A phone call to my doctor will tell you that phrase means you really don’t want me playing right field for the company softball team if you can avoid it, because I have a weak elbow in my throwing arm. But aside from that, I lead a pretty normal life.

Insurance companies and employers do enough practicing medicine without a license as it is. We don’t need to be giving them access to this kind of information.

Imagine the other possibilities. My employer can know exactly how many times I go to the bathroom. Or how much time I spend in my cubicle versus the server room or test lab. Do I really want vast herds of management dolts knowing that I spent 43 minutes longer in the server room this week than last week and then asking me why?

But that’s a minor annoyance. Imagine this scenario.

Any idiot driving around in a car can stop at a house and quickly know how many people are inside. This person might even know the identities of the people inside.

Parents, do you really want anyone who wants to know to be able to find out when your children are home alone?

It’ll also be possible to keep track of what kinds of seedy places politicians visit when they’re supposed to be in session, representing us. We might not want to know that information. There’s little chance of that, though. Once they read that, they’ll exclude themselves from this, of course.

Proponents of RFID for humans argue that you have to be within a few centimeters to read the chip. This has already been demonstrated not to be true, and as time goes on, the maximum distance of today will only increase. Early adopters of wireless networking quickly figured out that they could extend its usable distance to a mile or more by using Pringles cans.

Some people are speculating the Department of Homeland Security wants this so they can know where terrorists and suspected terrorists are.

But if knowing where the terrorists are all the time means anyone who wants to know can know where anyone else is, as well as their entire medical history and other details, the downside more than eliminates any possible upside.

What to expect around here

I’m still not recovered, but I expect to be on my way. The doc put me on some prescription meds. Which reminds me: The mafia My health insurance company seems to have changed prescription providers YET AGAIN, and I missed my card in the mail. What is this, flavor-of-the-week?
It’s incredibly messed up when it’s easier to get your new license plates than it is to get a bottle of Amoxicillin.

So I’m torqued off right now.

As far as the recurring problems with spammy comments and trolls, I’m fed up with it. I appreciate the people like Dustin Cook and, yes, that arrogant French aristocrat, for telling the most recent one to shove off. But that’s not a permanent solution.

I’m looking at another piece of software that can be set to require commenters to be registered users–if you want to comment, you’ve got to give a username and password. I hate that. I really do. I don’t want people to have to go through the hassle. I don’t want people wondering what else will happen with their e-mail addresses, which I will require. (The answer is, nothing, because I hate spam more than I hate taxes, but the general public doesn’t know that.) Unfortunately, it seems to be the only way to reduce the trolls and stop the spam.
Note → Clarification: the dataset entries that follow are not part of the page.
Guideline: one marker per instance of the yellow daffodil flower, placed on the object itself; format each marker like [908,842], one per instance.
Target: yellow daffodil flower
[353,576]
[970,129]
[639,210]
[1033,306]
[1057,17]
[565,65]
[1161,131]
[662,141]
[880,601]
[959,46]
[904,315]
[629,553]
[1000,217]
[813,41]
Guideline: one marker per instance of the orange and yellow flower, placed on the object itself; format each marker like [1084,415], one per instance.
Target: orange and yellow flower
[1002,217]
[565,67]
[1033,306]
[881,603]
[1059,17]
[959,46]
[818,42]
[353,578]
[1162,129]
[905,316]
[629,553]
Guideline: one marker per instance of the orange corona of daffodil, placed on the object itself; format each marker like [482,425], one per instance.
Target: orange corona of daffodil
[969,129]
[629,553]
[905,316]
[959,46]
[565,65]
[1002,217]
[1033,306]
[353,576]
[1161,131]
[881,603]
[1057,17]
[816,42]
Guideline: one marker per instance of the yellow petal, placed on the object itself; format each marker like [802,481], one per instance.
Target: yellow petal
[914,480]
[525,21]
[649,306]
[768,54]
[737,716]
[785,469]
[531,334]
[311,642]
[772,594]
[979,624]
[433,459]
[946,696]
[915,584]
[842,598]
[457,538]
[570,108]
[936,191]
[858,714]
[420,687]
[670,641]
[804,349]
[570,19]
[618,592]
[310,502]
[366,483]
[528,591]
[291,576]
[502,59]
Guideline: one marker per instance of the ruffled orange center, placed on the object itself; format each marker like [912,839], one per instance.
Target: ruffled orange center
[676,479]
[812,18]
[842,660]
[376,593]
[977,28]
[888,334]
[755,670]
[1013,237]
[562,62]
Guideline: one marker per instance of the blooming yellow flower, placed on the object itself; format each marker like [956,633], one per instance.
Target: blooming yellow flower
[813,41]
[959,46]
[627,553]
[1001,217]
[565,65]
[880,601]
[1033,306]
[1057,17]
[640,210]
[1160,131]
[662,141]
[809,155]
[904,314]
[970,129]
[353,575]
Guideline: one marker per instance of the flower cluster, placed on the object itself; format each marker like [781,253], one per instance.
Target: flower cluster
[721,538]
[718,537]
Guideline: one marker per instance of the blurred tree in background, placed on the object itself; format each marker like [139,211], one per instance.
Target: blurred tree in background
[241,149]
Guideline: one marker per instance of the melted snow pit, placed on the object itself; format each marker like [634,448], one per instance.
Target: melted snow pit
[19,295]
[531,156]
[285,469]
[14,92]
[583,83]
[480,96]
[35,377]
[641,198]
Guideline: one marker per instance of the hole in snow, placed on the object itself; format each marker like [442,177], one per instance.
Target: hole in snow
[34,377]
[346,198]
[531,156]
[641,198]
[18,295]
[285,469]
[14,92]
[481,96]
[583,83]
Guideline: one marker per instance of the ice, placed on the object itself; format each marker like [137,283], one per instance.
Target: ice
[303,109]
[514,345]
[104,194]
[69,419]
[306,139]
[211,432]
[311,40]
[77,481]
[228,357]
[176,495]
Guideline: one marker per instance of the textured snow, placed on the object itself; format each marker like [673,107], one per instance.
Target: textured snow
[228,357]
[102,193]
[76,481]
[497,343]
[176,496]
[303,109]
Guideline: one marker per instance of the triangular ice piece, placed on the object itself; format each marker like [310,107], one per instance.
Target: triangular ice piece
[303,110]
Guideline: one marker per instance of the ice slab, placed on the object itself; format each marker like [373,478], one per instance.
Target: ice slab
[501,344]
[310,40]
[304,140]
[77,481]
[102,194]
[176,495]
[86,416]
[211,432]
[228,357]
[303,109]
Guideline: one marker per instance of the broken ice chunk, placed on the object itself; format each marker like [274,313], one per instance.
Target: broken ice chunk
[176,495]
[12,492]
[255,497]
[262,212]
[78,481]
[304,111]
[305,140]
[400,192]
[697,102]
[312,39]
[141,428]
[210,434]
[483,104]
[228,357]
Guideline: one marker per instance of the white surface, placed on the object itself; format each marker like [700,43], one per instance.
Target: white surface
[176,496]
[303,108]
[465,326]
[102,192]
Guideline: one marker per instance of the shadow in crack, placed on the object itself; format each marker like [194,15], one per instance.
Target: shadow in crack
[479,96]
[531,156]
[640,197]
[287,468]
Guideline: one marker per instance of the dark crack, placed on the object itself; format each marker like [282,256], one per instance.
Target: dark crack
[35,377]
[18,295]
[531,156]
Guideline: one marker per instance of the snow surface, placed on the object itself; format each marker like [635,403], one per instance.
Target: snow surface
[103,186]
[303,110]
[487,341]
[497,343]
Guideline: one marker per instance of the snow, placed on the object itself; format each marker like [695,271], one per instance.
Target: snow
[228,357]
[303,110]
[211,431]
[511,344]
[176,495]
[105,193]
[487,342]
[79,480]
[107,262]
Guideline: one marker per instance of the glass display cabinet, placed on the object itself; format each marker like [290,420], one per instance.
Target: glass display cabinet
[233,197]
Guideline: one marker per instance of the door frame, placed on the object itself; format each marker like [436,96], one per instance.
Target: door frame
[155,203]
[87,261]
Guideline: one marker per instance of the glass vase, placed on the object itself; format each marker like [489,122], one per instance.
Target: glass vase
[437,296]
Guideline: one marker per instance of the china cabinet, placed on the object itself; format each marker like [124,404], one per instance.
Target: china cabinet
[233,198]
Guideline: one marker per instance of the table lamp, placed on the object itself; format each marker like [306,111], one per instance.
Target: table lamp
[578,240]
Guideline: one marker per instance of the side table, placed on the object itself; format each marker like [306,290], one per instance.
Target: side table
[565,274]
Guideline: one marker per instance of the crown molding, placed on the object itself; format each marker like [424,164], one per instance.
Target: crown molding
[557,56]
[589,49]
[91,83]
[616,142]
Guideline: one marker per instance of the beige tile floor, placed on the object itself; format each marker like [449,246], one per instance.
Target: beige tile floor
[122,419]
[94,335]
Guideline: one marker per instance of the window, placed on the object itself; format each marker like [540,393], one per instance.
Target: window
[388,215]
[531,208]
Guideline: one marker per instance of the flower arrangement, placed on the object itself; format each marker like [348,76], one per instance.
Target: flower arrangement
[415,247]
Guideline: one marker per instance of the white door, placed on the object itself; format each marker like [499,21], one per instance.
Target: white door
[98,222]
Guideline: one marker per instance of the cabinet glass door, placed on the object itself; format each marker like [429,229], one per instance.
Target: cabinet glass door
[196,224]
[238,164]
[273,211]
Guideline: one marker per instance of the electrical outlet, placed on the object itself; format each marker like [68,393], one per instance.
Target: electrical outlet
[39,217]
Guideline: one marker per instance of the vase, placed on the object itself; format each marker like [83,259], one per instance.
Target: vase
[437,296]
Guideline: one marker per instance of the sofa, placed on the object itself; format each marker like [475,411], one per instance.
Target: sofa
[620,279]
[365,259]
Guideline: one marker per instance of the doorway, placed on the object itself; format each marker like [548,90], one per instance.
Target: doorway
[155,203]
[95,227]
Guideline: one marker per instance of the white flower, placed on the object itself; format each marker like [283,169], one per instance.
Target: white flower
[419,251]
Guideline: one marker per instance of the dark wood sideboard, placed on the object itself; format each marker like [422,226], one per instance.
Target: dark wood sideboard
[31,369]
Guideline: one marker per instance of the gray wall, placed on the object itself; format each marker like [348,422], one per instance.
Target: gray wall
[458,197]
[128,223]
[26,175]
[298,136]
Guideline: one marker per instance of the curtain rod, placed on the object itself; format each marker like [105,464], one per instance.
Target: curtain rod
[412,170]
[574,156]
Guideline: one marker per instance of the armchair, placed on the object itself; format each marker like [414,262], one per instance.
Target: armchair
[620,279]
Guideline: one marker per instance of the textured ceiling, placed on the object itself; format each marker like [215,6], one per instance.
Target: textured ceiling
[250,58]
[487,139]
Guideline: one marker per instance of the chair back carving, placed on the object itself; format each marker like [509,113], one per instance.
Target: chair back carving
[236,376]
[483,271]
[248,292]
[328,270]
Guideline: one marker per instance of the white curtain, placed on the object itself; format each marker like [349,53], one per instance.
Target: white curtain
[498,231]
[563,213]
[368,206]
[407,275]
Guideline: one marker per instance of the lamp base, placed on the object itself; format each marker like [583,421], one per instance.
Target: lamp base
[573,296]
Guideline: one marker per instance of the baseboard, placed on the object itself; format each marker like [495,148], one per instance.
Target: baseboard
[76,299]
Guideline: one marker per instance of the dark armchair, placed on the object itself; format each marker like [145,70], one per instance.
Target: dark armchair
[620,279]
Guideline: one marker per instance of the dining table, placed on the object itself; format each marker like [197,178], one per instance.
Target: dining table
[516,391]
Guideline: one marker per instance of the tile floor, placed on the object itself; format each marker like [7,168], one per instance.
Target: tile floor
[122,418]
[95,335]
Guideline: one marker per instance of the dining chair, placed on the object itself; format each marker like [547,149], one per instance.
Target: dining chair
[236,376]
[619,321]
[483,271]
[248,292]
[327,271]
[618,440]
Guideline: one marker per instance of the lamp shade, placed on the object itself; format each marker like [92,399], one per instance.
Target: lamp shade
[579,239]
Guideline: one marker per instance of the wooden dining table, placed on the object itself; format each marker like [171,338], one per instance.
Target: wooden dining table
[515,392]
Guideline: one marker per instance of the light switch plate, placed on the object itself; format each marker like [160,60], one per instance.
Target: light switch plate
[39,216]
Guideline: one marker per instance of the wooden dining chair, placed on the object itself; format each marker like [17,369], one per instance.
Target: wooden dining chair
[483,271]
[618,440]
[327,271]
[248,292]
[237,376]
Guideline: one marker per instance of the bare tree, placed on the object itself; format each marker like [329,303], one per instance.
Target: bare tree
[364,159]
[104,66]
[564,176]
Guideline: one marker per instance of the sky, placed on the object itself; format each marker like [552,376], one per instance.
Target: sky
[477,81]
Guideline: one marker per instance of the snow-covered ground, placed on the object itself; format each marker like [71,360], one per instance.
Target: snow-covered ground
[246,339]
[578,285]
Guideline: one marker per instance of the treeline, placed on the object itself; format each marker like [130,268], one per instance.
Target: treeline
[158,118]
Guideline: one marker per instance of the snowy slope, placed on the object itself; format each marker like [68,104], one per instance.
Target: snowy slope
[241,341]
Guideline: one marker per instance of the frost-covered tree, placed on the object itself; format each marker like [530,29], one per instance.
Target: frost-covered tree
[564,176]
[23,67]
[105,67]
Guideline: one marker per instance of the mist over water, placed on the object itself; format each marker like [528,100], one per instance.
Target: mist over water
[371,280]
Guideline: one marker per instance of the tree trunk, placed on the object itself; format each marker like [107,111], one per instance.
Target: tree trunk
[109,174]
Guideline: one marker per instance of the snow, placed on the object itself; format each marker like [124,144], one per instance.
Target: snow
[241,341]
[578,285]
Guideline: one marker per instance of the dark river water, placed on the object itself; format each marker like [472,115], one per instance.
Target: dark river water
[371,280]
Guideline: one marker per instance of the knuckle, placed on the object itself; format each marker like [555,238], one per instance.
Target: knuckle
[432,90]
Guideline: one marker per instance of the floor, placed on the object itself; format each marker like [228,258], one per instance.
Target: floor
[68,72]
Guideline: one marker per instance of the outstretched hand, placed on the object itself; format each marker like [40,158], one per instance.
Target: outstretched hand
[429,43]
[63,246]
As far as Railroad Tycoon 3, due to my recent sickness I’ve only been able to play two short games. It’s not a radical departure from Railtycoon 2. The economics are a bit different (and far more realistic) and the graphics are a whole lot better, and overall the game is a lot more realistic now. I can safely say I recommend it. They set the requirements at 400 MHz, 128 MB of RAM, and a 16-meg AGP video card. I played on a 366 with 128 megs and a 16-meg Radeon 7000 video card. It was acceptable. You could probably get by with a 300 MHz machine with the same memory and video card, but there’ll be times when you’ll want more horsepower. 500-600 MHz would definitely be more comfortable.